化け猫とはまた違うそうだ。化けるのは同じなのに、ややこしい。
交通事故で死んだ飼い猫が、夜中に飼い主を悲しそうな目でじっと見ている。それだけの話なのだが、足がないのだという。
動物の幽霊というのは今まで考えたことがなかったので、意表を突かれた。
まあ、猫というのは、動物の中でもいかにも幽霊になりそうである。この世に恨みや思いを残しやすい印象がある。
その点、犬は気性がさっぱりしているというか、死んでもあっさりしている。
「キャンキャンキャンキャン!」
(バコン)
「クーン……」
で、おしまいだ。
動物の墓場なんていうのが、たぶんどこかにあるのだろうけど(ペットの墓場とかね)、夜中の丑三つ時には、凄いことになっているのかもしれない。
猫の幽霊、牛の幽霊、象の幽霊、ライオンの幽霊、鹿の幽霊、鼠の幽霊、フタコブラクダの幽霊、モグラの幽霊、イボイノシシの幽霊……そんなのがそこらへんをふわーっと飛び回っていて、しかも足がない。
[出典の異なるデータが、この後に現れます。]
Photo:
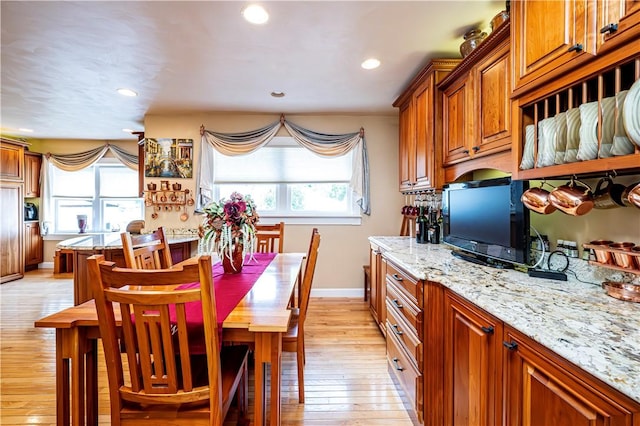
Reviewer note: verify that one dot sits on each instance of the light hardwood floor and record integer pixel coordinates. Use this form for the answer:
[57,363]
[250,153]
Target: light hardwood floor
[346,378]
胴体に首と尻尾がついているだけの動物達がふわふわ漂っているのだ。
怖いと言えば、怖いが、例えば、足のない馬の幽霊を想像してみると、子どもの工作の失敗作みたいで、間抜けである。
ミツユビナマケモノの幽霊は、四肢のない姿で、やっぱり仰向けになって、ぼんやり漂っているのだろうか。
蛇の幽霊、ミミズの幽霊はどうなるのか。ムカデの幽霊なんて、幽霊でいるほうが無念であろう。
タコやイカ、カニの幽霊というのも、出会ったら、なんだか、お互い、気まずい思いをしそうである。